According to reports in Japanese media, the government of Japan plans to double its subsidies for battery-electric vehicles as part of a supplementary budget for 2020. This includes both privately owned vehicles as well as company vehicles.
The Japan Times has reported that the maximum amount per battery-electric vehicle is to be raised from the current 400,000 yen (3,200 euros) to 800,000 yen (6,400 euros). The prerequisite is that the vehicles are to be charged exclusively with electricity from renewable energy.
Here the article says that the government assumes that the increased subsidies will cover electric vehicles charged with self-generated solar power or green power purchased from energy companies. This stipulation is repeated regarding grants for plug-in hybrid cars, for which government subsidies will not be increased.

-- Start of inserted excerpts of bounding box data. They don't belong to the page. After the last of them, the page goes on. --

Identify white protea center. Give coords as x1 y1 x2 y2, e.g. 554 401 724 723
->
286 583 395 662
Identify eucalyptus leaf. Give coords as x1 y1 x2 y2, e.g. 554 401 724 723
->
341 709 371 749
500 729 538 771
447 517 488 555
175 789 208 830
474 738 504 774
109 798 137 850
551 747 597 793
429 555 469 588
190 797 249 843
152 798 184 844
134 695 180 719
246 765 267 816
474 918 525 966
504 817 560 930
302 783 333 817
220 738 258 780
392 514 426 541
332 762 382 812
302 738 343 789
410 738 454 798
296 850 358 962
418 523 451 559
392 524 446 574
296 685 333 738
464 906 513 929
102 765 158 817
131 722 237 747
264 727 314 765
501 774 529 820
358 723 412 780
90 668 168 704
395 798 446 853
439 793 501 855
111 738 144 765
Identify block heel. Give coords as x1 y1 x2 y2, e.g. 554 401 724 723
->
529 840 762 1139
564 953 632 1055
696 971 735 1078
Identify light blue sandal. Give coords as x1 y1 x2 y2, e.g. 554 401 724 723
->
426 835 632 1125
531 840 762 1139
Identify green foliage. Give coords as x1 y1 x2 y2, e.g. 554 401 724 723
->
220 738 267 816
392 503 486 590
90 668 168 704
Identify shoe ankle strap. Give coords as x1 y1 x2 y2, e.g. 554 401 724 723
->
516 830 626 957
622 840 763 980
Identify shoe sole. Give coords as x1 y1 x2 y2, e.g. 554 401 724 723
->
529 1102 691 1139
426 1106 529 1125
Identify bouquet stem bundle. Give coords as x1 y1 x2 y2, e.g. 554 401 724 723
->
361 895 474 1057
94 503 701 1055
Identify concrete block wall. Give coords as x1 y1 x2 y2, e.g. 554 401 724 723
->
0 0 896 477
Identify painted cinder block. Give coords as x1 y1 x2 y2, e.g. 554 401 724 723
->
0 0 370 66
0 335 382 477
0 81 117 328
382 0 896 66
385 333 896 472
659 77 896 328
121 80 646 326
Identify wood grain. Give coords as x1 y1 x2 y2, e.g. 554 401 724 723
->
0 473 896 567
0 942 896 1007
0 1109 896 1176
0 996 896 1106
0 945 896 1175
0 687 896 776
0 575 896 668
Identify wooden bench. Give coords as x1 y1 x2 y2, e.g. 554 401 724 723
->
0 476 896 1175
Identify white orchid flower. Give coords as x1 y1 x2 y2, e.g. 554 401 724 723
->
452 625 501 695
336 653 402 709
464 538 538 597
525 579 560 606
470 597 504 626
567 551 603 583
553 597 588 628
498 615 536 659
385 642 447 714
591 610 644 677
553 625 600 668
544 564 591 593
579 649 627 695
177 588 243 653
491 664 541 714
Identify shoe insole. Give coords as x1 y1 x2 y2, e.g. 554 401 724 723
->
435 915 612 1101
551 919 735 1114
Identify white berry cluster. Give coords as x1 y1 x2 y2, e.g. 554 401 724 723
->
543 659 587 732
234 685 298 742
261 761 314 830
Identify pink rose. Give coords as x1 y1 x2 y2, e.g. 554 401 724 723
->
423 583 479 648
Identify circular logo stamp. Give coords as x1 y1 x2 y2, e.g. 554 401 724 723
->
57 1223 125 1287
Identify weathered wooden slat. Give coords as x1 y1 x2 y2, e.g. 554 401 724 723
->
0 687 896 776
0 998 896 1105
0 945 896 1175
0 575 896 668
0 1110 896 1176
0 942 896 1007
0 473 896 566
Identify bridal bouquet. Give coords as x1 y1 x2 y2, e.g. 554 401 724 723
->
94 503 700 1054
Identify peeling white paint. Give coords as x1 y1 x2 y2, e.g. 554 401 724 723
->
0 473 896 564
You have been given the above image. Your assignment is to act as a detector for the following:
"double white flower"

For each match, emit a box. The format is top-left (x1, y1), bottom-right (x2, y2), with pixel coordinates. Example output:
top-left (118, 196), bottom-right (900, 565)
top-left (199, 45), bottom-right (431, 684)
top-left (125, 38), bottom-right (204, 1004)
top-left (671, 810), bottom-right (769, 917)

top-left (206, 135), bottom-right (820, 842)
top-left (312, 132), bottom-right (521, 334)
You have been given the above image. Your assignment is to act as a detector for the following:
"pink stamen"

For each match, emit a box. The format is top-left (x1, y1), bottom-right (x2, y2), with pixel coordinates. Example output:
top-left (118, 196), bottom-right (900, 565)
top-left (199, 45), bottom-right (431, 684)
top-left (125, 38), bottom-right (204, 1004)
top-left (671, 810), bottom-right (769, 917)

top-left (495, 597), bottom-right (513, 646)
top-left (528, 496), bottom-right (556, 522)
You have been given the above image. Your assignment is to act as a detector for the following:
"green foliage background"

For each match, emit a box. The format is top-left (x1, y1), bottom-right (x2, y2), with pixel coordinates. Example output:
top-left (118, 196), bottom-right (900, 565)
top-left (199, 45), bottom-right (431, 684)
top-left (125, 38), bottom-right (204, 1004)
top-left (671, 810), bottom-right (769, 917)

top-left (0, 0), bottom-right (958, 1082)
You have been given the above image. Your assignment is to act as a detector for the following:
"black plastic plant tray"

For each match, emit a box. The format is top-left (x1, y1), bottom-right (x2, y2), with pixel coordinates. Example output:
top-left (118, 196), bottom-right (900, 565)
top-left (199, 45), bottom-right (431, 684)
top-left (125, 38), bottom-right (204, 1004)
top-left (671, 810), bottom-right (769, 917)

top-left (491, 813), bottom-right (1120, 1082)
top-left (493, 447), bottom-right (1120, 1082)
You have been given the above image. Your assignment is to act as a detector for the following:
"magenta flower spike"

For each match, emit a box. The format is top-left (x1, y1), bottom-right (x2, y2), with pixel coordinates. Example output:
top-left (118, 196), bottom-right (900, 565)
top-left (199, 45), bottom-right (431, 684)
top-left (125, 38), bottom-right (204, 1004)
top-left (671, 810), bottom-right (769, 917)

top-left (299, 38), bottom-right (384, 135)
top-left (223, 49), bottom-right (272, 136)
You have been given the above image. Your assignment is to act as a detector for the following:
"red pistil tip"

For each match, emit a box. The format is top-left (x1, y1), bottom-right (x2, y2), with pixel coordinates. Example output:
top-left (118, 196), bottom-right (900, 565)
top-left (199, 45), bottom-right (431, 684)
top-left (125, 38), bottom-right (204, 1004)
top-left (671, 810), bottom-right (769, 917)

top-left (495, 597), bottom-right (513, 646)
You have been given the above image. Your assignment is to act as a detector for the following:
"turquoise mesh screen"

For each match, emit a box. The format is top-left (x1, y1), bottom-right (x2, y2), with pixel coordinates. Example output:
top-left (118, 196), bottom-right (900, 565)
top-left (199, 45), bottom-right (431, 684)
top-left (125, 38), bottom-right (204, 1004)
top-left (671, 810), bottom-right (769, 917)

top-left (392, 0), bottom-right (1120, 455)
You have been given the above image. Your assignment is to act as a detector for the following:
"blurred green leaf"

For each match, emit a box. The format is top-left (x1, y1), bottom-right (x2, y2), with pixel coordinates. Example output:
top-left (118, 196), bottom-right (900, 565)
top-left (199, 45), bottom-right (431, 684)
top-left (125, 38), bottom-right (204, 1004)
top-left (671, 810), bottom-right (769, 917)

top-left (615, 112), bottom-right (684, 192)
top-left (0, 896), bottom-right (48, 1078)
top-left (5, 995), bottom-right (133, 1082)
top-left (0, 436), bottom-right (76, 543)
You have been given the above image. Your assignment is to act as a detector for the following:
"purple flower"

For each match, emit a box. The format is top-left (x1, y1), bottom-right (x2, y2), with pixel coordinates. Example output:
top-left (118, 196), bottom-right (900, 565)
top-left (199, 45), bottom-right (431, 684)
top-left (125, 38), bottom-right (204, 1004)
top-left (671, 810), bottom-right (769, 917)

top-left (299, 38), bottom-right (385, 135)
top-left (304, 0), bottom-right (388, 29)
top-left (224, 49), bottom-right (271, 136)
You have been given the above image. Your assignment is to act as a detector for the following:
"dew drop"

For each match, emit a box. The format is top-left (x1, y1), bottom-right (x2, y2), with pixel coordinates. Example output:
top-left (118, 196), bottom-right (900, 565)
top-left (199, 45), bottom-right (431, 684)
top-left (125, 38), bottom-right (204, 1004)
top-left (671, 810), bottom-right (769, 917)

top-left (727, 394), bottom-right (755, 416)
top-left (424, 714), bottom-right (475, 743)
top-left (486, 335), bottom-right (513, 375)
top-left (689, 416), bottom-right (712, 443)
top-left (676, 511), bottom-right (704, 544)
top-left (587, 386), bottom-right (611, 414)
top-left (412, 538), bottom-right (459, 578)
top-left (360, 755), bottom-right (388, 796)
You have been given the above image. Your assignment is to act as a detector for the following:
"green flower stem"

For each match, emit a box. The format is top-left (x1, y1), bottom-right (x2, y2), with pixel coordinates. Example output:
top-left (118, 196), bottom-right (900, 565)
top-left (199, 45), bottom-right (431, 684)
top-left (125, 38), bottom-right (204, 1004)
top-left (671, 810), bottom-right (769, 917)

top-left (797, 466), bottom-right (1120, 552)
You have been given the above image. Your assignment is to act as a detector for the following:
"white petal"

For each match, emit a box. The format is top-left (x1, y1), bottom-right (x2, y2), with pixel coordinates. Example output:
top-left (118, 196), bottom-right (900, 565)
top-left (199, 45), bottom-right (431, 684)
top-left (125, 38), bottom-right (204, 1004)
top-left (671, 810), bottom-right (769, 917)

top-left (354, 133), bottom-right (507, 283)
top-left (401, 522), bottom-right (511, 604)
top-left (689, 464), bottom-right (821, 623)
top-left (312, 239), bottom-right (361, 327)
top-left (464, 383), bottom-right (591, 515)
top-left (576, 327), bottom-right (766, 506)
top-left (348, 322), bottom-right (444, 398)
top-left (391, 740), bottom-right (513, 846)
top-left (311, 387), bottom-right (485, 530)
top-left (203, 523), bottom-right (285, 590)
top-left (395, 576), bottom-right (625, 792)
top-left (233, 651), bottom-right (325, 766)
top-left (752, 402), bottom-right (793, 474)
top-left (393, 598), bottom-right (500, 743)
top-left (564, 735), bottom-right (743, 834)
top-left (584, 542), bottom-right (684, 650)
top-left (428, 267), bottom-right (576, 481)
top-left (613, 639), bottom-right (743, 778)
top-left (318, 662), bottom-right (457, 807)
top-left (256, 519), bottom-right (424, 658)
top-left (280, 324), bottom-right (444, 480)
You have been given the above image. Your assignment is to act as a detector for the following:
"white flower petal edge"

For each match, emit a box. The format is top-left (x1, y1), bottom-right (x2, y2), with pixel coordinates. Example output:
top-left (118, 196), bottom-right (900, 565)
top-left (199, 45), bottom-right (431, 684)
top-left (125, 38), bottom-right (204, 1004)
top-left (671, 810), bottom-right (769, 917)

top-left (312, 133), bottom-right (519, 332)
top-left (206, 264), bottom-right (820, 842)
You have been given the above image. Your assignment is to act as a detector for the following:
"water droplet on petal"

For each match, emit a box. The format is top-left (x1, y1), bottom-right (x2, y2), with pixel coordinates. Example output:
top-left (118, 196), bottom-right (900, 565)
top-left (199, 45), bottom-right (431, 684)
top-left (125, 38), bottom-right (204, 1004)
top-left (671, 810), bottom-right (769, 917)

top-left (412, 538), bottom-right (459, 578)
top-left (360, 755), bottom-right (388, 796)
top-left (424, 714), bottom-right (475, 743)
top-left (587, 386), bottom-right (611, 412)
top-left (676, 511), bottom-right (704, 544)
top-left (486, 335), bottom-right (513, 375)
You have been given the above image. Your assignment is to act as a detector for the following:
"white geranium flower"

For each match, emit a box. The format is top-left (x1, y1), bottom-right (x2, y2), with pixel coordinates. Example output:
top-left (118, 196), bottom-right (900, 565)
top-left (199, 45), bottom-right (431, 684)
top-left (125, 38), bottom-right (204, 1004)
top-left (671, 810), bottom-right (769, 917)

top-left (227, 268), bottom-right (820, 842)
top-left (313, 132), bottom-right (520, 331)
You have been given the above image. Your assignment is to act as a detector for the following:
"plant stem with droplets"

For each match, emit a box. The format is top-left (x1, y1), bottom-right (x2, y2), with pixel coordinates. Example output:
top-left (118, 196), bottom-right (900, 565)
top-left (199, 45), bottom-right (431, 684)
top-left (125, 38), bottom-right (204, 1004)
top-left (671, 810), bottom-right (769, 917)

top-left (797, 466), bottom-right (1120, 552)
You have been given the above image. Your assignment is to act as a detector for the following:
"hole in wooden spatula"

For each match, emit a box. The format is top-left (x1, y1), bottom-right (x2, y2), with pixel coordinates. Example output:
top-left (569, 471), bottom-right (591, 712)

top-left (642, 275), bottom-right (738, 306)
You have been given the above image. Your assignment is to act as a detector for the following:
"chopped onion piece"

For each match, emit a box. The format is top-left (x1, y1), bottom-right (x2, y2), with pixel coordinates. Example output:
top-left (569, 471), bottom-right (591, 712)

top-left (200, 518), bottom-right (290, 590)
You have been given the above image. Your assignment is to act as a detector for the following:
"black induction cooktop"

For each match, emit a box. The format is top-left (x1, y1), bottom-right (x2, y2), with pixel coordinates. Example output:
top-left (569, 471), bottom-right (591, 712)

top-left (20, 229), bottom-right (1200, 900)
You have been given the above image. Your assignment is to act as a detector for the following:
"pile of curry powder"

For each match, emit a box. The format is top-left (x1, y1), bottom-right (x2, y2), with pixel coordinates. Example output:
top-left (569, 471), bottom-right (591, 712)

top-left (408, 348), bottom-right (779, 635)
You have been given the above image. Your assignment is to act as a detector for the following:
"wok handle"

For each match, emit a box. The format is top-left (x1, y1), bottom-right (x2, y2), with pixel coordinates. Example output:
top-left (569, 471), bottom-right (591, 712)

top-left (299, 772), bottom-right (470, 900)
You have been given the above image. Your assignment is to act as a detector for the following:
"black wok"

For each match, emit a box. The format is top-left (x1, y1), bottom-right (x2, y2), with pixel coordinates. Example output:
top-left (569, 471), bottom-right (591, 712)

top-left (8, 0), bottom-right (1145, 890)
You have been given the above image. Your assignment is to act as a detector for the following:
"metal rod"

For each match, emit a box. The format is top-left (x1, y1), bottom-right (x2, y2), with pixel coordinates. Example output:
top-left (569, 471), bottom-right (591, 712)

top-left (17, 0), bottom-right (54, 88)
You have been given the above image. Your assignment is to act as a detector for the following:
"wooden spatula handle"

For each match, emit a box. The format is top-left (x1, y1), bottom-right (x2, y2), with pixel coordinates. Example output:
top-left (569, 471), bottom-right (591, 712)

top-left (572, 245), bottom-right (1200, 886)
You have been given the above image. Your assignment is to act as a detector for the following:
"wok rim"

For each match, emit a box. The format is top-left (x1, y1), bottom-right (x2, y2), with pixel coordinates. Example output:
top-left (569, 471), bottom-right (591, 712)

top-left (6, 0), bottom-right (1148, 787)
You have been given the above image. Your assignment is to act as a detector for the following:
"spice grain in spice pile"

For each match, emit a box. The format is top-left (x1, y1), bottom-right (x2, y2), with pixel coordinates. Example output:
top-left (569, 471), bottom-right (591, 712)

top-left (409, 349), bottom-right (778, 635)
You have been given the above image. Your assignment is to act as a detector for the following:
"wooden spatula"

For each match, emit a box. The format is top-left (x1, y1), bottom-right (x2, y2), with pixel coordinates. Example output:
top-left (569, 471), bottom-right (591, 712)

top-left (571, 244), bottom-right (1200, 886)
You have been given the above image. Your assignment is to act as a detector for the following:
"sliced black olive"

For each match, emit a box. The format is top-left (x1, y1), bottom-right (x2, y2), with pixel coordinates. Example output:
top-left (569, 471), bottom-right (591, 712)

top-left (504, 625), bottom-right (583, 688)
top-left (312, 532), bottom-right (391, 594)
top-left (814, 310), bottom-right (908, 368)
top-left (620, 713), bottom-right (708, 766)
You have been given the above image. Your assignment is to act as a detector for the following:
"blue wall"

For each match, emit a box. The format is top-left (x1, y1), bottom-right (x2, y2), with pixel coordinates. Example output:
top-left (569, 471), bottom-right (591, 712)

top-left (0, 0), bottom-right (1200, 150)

Subsidies for hydrogen fuel cell vehicles are also to remain where they are. These already have much higher support than purely electric or hybrid cars at 1,25 million yen which comes to around 9,800 euros. Here, the Japanese government has a particular push with fuel cell vehicles and hydrogen in general. Japanese company Toyota currently makes the Mirai, the only fuel cell car in mass production on the market internationally. At the same time, the government is a prominent advocate of the hydrogen economy, reflected, among industry players in the launch of the Hydrogen Alliance.
Since the Japan Times report is based only on information from Jiji Press anyway, it will probably be necessary to wait for the final regulation of the Japanese government.
Japan has set itself the goal of zero net greenhouse gas emissions by 2050. In mid-2019 the government tightened emissions targets for vehicles for 2030.